1.2 Définition des unités économiques étudiées

Après avoir spécifié l'espace économique dans lequel va être effectuée une analyse de la

concentration, il est nécessaire de savoir quelles sont les unités dont on va mesurer la concentration et la répartition des pouvoirs économiques.

a) Entreprise

"L'entreprise est une organisation définie juridiquement, à bilan distinct, soumise à une autorité directrice, laquelle est, suivant les cas, une personne morale ou une personne physique et constituée en vue d'exercer dans un ou plusieurs lieux une ou plusieurs activités de production de biens ou de services."208

Une étude au niveau des entreprises permet de percevoir la concentration et la répartition des

pouvoirs car elles "constituent des centres indépendants de décision"209. Cependant, une telle étude délaisse deux problèmes majeurs. Tout d'abord, si la firme est multiproductrice, la prise en compte de variable à son niveau global fausse en partie les mesures de la concentration. Par exemple, en étudiant la concentration des câblo-opérateurs aux Etats-Unis en prenant comme variable le chiffre d'affaires et en se situant au niveau des entreprises, des groupes multimédias comme Time Warner gonfleront artificiellement la concentration car la télévision par câble ne représente pour eux qu'une partie de leur chiffres d'affaires. Il est donc préférable de se limiter à la partie de l'activité de l'entreprise qui correspond au marché étudié considéré.

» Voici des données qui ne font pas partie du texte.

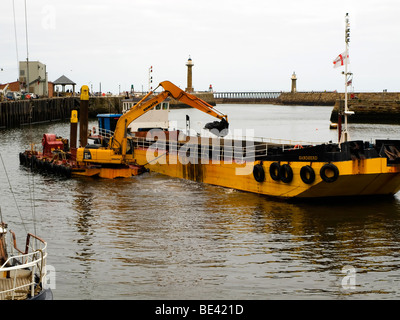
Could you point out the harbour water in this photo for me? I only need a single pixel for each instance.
(160, 238)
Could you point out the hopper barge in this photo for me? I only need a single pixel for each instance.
(284, 170)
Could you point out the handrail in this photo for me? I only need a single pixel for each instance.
(30, 259)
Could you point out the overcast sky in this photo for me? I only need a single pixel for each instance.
(252, 45)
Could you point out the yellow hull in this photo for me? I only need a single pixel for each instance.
(356, 177)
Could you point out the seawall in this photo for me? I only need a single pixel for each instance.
(374, 107)
(369, 111)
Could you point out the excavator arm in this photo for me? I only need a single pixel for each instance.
(118, 142)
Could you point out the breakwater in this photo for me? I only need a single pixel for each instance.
(377, 107)
(28, 112)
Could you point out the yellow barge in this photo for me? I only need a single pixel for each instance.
(350, 168)
(286, 171)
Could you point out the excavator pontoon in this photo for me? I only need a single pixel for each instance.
(112, 156)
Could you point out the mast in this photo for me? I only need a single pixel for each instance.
(345, 134)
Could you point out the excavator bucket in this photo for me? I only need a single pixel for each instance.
(219, 128)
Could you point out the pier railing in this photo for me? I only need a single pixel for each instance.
(246, 95)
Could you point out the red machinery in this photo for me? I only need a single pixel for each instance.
(51, 143)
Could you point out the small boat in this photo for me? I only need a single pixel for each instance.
(22, 272)
(333, 125)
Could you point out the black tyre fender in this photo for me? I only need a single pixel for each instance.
(258, 173)
(286, 173)
(274, 171)
(307, 174)
(333, 168)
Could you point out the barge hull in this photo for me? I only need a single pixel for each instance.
(356, 177)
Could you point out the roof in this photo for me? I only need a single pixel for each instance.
(63, 80)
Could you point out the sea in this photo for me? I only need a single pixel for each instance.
(152, 237)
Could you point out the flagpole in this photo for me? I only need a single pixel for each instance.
(345, 134)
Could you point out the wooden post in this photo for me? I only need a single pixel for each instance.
(73, 133)
(83, 123)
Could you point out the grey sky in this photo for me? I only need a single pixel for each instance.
(252, 45)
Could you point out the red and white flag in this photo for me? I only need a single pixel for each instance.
(340, 60)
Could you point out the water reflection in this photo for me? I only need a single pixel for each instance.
(155, 237)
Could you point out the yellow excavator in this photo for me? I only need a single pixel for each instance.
(119, 150)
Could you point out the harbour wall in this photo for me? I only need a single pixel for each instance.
(377, 107)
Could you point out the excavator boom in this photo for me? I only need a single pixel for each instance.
(118, 142)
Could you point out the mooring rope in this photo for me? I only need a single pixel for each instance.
(12, 192)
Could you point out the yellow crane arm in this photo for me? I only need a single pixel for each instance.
(170, 90)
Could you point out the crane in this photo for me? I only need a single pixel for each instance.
(116, 153)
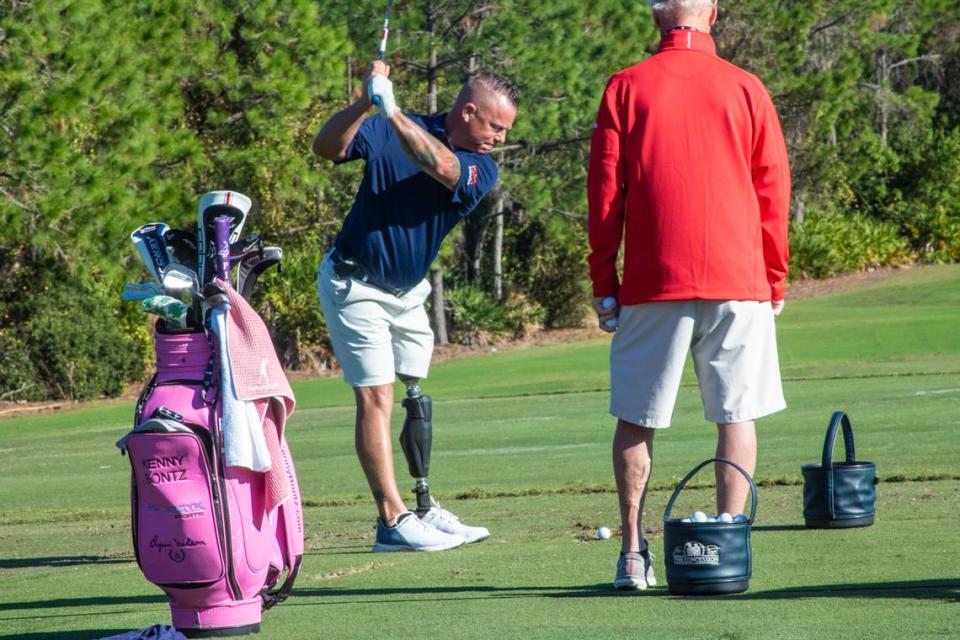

Ensuite, les entreprises ne sont pas toujours des centres indépendants de décision. Leur autonomie peut en effet être restreinte. Leur politique peut être dictée par la maison mère quand elles sont des filiales. L'étude de la concentration doit alors répertorier tous les liens de filiation entre les entreprises du secteur. Un tel inventaire est plus difficile à réaliser quand il s'agit d'évaluer l'influence qu'exercent les grandes entreprises dominantes sur les choix des firmes plus petites, ou quand il s'agit de mettre à jour les cartels et les ententes qui régissent les politiques des entreprises qui les constituent.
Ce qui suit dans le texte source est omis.